Syntax sequence_identifier ":r." position reference_nucleotide ">" new_nucleotide
Examples
  • NM_004006.3:r.123c>g
Explanation of Symbols
  • coordinate_type: the coordinate type, indicating the type of numbering used; r
  • new_nucleotide: the nucleotide substituting the existing one; g
  • position: the position of the nucleotide substituted; 123
  • reference_nucleotide: the nucleotide at this position in the reference sequence; c
  • sequence_identifier: the sequence identifier used; NM_004006.3
See also explanation of grammar used in HGVS Nomenclature.

Notes#

  • all variants should be described at the DNA level, descriptions at the RNA and/or protein level may be given in addition
  • substitutions involving two or more consecutive nucleotides are described as deletion/insertions (indels) (see Deletion/insertion (delins)).
  • two substitutions separated by one or more nucleotides should be described individually and not as a "delins"
    • exception: two variants separated by one nucleotide, together affecting one amino acid, should be described as a "delins" (e.g. r.142_144delinsugg (p.Arg48Trp)).: NOTE: this prevents tools predicting the consequences of a variant to make conflicting and incorrect predictions of two different substitutions at one position
  • nucleotides that have been tested and found not changed are described as r.109u=, r.4567_4569= (see SVD-WG001 (no change)).
  • it is not correct to describe "polymorphisms" as r.76a/g (see Discussions).

Examples#

  • NM_004006.3:r.76a>c: a substitution of the "a" nucleotide at r.76 with a "c"
  • NM_004006.3:r.76_77delinsug: NOTE: based on the definition of a substitution, i.e. one nucleotide replaced by one other nucleotide, this change can not be described as a substitution like r.76_77aa>ug or r.76aa>ug
  • NM_004006.3:r.(1388g>a): the predicted consequences at RNA level is a substitution of the "g" nucleotide at r.1388 with a "g"
  • NM_004006.3:r.123=: a screen was performed showing that nucleotide r.123 was a "c" as in the coding DNA reference sequence (the nucleotide was not changed).
  • NM_004006.1:r.-14a>c: a "a" to "c" substitution 14 nucleotides 5' of the ATG translation initiation codon
  • NM_004006.3:r.*41u>a: a "u" to "a" substitution 41 nucleotides 3' of the translation termination codon
  • NM_004006.3:r.[897u>g,832_960del]: two different transcripts, r.897u>g and r.832_960del, derive from one variant (NM_004006.3:c.897T>G at the DNA level).
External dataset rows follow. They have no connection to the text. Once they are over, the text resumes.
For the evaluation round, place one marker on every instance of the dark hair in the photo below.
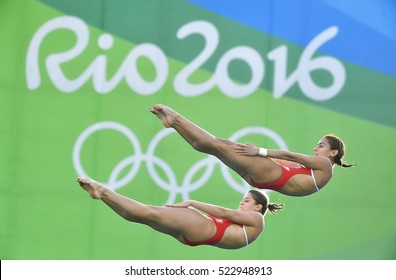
(337, 144)
(263, 199)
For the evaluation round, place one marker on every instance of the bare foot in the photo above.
(92, 187)
(165, 114)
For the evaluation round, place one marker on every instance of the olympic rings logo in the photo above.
(152, 161)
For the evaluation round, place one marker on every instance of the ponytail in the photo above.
(274, 207)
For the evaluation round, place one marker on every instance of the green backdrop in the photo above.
(77, 79)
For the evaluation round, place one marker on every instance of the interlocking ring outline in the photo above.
(187, 185)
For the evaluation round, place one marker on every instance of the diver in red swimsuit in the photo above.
(287, 173)
(221, 226)
(262, 169)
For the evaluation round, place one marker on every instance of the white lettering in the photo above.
(129, 71)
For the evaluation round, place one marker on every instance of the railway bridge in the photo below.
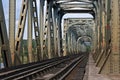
(38, 43)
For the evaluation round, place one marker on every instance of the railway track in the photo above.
(52, 69)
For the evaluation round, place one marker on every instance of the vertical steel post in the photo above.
(54, 11)
(5, 49)
(36, 28)
(115, 53)
(12, 17)
(30, 30)
(42, 26)
(19, 36)
(60, 33)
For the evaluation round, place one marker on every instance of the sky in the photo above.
(18, 7)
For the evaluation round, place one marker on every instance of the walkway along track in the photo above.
(52, 69)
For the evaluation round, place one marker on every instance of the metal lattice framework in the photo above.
(48, 42)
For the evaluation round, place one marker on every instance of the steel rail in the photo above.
(66, 70)
(31, 69)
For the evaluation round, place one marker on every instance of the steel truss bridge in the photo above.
(54, 46)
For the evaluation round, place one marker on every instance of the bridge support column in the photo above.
(4, 43)
(30, 31)
(111, 64)
(12, 20)
(42, 2)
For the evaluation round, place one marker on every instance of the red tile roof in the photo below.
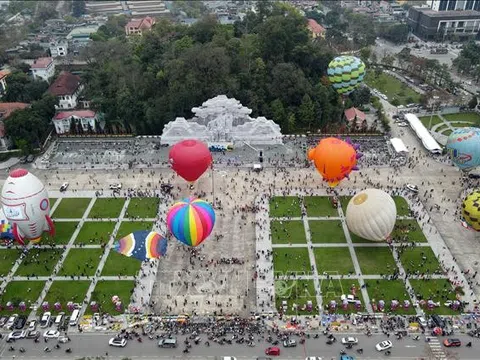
(78, 113)
(41, 63)
(352, 113)
(315, 27)
(65, 84)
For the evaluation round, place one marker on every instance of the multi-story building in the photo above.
(66, 88)
(43, 68)
(446, 19)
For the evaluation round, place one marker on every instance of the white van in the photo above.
(74, 317)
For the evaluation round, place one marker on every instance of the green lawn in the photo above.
(39, 262)
(392, 87)
(334, 289)
(8, 258)
(285, 232)
(143, 208)
(286, 260)
(95, 232)
(118, 264)
(81, 262)
(468, 117)
(105, 290)
(407, 230)
(284, 206)
(376, 260)
(438, 290)
(419, 259)
(106, 208)
(65, 291)
(326, 231)
(71, 208)
(295, 292)
(388, 290)
(402, 206)
(319, 206)
(426, 120)
(17, 291)
(63, 232)
(127, 227)
(335, 261)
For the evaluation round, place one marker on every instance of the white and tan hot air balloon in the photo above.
(371, 214)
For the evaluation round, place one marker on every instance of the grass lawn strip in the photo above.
(402, 206)
(106, 208)
(17, 291)
(285, 206)
(407, 230)
(95, 232)
(288, 232)
(142, 208)
(438, 290)
(333, 289)
(326, 231)
(334, 261)
(127, 227)
(39, 262)
(419, 260)
(71, 208)
(105, 290)
(81, 262)
(8, 257)
(375, 260)
(318, 206)
(65, 291)
(287, 260)
(118, 264)
(388, 290)
(295, 292)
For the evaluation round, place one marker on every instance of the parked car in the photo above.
(384, 345)
(118, 342)
(452, 342)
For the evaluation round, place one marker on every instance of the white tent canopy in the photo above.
(423, 134)
(398, 145)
NOTE: for more examples of variants affecting splicing see RNA splicing.
  • NM_004006.1:r.0: no RNA from the variant allele could be detected
  • NM_004006.3:r.spl: RNA has not been analysed but it is very likely that splicing is affected
  • NM_004006.3:r.?: an effect on the RNA level is expected but it is not possible to give a reliable prediction of the consequences (RNA not analysed)
  • NM_004006.3:r.85=/u>c: a mosaic case where at position 85 besides the normal sequence (a U, described as "=") also transcripts are found containing a C (r.85u>c). NOTE: irrespective of the frequency in which each nucleotide was found, the reference is always described first.
  • NM_004006.3:r.85=//u>c: a chimeric case, i.e. the sample is a mix of cells containing r.85= and r.85u>c. NOTE: irrespective of the frequency in which each nucleotide was found, the reference is always described first.

Discussion#

When I only sequenced RNA (cDNA) and not genomic DNA should I then give the description of a variant at DNA level in parenthesis?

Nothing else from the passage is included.